# ECGSynKit
Swift Package for generating synthetic ECG signals. Includes implementation of ECGSYN [[1]](#1).
# Notes
Implementation roughly corresponds with MATLAB/Java implementation of ECGSYN [[2]](#2) with a few
implementation differences to improve performance. The library is also structured so that expensive
computations can be reused for multiple signals and a single RR series can be reused to generate multi-lead
ECGs.
This implementation generalizes the attractor array to arbitrary size to allow modeling R′ and S′ morphologies.
# Usage
Initialize `TimeParameters` and `RRParameters`:
```swift
import ECGSynKit
let timeParameters = TimeParameters(
numBeats: 500,
srInternal: 10, // internal generator sampling rate
decimateFactor: 2, // decimation factor (output signal sample rate will be `srInternal / decimateFactor`)
hrMean: 60, // mean heart rate in BPM
hrStd: 1, // heart rate standard deviation
seed: 1) // rng seed value
let rrParameters = RRParameters(
flo: 0.1, // low frequency oscillation (Mayer wave) in Hz
flostd: 0.01, // low frequency oscillation standard deviation
fhi: 0.25, // high frequency oscillation (respiration) in Hz
fhistd: 0.01, // high frequency oscillation standard deviation
lfhfratio: 0.5) // low frequency to high frequency power ratio
```
Initialize an RR Series generator. This will prepare an FFT setup for the required signal size.

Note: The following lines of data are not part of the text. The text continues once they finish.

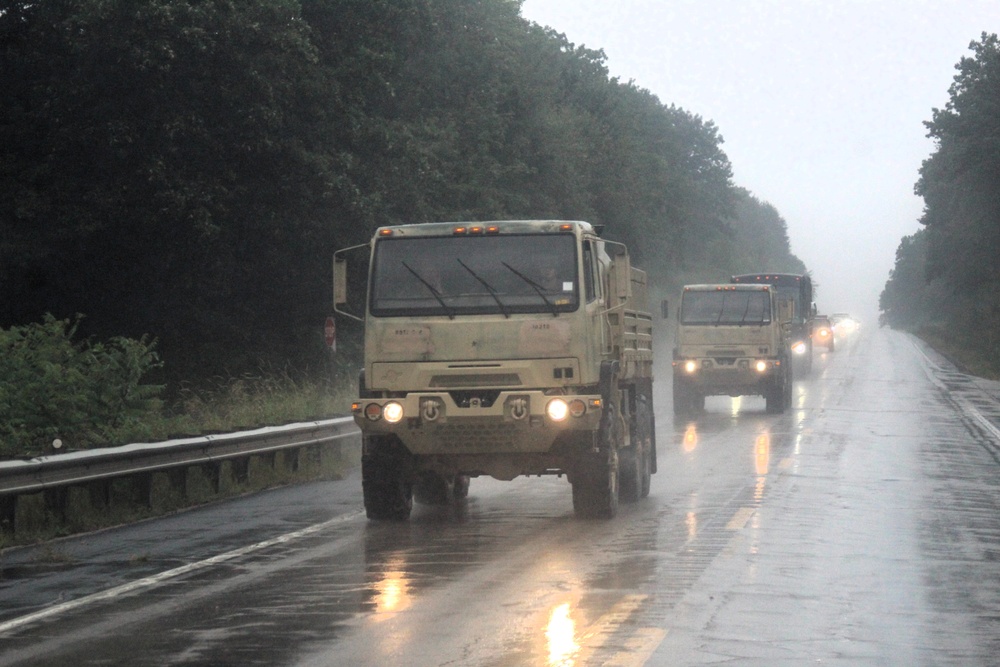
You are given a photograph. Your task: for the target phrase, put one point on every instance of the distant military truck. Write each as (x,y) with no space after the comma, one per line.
(732,340)
(796,288)
(502,349)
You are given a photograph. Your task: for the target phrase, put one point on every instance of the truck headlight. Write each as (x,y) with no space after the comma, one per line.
(557,409)
(393,412)
(373,412)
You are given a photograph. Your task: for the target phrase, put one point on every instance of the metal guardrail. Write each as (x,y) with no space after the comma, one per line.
(60,471)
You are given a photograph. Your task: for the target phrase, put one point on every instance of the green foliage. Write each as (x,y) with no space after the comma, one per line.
(186,167)
(85,394)
(947,279)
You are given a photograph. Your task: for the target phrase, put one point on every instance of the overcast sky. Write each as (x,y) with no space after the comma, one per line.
(821,105)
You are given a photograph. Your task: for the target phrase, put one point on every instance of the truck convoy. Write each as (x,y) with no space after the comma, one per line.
(503,349)
(732,340)
(796,288)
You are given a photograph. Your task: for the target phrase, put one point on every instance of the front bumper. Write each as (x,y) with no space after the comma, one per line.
(734,377)
(432,423)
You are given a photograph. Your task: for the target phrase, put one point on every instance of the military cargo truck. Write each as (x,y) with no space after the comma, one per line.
(797,288)
(502,349)
(732,340)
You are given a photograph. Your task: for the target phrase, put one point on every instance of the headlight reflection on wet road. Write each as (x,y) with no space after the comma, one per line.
(560,633)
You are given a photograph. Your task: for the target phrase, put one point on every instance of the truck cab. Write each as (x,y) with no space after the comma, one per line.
(732,340)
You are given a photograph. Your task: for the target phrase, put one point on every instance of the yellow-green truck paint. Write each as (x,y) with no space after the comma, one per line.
(731,340)
(502,348)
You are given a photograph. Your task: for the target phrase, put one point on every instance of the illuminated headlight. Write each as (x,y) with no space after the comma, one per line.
(557,409)
(392,412)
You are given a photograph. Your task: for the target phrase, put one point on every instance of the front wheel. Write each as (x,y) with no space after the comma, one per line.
(595,486)
(385,479)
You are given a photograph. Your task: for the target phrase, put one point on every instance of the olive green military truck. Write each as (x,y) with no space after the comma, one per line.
(732,340)
(502,349)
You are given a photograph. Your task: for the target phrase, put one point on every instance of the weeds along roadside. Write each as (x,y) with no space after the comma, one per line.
(233,404)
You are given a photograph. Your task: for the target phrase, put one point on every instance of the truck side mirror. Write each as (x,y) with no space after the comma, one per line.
(339,280)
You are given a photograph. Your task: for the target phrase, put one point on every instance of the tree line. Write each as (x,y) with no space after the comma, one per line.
(184,169)
(945,284)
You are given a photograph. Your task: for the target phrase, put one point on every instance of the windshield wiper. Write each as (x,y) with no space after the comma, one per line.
(722,310)
(433,290)
(535,286)
(493,292)
(746,311)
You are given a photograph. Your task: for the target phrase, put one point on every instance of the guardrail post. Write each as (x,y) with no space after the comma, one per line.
(213,471)
(55,501)
(240,470)
(142,489)
(8,513)
(291,457)
(177,477)
(100,493)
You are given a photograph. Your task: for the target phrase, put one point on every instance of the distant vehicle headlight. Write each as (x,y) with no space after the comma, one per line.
(393,412)
(557,409)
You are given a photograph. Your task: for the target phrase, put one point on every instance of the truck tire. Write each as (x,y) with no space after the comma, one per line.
(775,398)
(644,415)
(778,395)
(595,486)
(385,479)
(635,461)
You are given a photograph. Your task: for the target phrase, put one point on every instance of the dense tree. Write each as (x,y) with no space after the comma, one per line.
(184,168)
(947,276)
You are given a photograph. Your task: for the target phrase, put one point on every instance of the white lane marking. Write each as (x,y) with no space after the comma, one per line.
(593,638)
(740,519)
(157,579)
(639,648)
(967,407)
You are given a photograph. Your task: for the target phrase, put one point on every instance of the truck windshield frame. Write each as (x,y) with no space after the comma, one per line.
(726,308)
(501,274)
(788,286)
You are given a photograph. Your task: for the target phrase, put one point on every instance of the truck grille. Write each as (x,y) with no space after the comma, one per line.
(477,380)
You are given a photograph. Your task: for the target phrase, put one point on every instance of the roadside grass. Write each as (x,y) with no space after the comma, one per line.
(971,357)
(232,405)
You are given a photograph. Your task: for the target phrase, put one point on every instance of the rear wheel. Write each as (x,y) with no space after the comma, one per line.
(385,478)
(636,461)
(595,486)
(595,479)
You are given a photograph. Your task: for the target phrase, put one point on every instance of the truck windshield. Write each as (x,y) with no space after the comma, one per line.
(465,275)
(727,307)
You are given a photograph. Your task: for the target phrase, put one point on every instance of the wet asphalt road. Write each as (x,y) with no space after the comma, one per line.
(859,528)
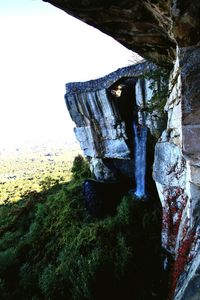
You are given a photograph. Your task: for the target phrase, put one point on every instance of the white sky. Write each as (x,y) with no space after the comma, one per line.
(41,49)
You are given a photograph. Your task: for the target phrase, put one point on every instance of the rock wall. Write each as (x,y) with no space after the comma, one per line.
(176,172)
(155,29)
(103,111)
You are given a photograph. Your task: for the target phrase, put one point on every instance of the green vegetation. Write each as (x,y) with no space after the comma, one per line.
(26,170)
(50,248)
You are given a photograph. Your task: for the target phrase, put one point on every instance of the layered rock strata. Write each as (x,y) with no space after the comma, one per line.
(154,29)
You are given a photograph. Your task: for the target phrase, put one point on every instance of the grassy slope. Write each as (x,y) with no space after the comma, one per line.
(50,248)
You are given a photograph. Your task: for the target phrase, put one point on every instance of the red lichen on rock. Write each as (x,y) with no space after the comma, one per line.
(175,200)
(181,261)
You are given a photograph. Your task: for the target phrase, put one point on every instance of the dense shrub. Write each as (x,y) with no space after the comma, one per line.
(52,249)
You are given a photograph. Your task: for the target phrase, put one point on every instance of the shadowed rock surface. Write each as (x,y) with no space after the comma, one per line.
(168,33)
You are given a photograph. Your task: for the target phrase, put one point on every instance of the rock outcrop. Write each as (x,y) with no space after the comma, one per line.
(104,111)
(168,33)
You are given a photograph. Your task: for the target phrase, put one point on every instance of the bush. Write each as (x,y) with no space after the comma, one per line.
(52,249)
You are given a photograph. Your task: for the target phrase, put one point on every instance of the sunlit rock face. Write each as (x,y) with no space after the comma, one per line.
(177,175)
(103,111)
(154,29)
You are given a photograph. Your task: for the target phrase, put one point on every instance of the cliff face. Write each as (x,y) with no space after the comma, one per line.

Afterwards generate the RR Series:
``` swift
let rrGenerator = ECGSynRRGenerator(params: timeParameters)
let rrSeries = rrGenerator.generateSeries(params: rrParameters)
```
The `rrSeries` can be used multiple times such as to generate multilead ECG signals.
The `attractors` parameter specify the morphology of the exponential extrema of the ECG. For a normal
ECG there are 5 attractors corresponding to PQRST. The parameters `θ`, `a`, `b` are as described in the paper
and are angular position around the signal limit circle, amplitude, and width. The `θrf` parameter is optional
and is a generalization of the stretching factors for `θ`. Each `θ` will be adjusted by `θ * pow(hrMean / 60.0, θrf)`.
``` swift
let params = ECGSyn.Parameters(
range: (-0.4, 1.2) // the voltage range to scale the signal in mV
noiseAmplitude: 0.01, // the amplitude of the additive uniform noise
attractors: [
// θ, a, b, θrf
.make(deg: -70, 1.2, 0.25, 0.25),
.make(deg: -15, -5.0, 0.1, 0.5),
.make(deg: 0, 30, 0.1),
.make(deg: 15, -7.5, 0.1, 0.5),
.make(deg: 100, 0.75, 0.4, 0.25),
]
)
let signal = ECGSyn.generate(params: timeParameters) // signal is [Double]
```
# References
[1]
McSharry PE, Clifford GD, Tarassenko L, Smith L. A dynamical model for generating synthetic electrocardiogram signals. IEEE Transactions on Biomedical Engineering 50(3): 289-294; March 2003.
[2]
Goldberger, A., Amaral, L., Glass, L., Hausdorff, J., Ivanov, P. C., Mark, R., ... & Stanley, H. E. (2000). PhysioBank, PhysioToolkit, and PhysioNet: Components of a new research resource for complex physiologic signals. Circulation [Online]. 101 (23), pp. e215–e220.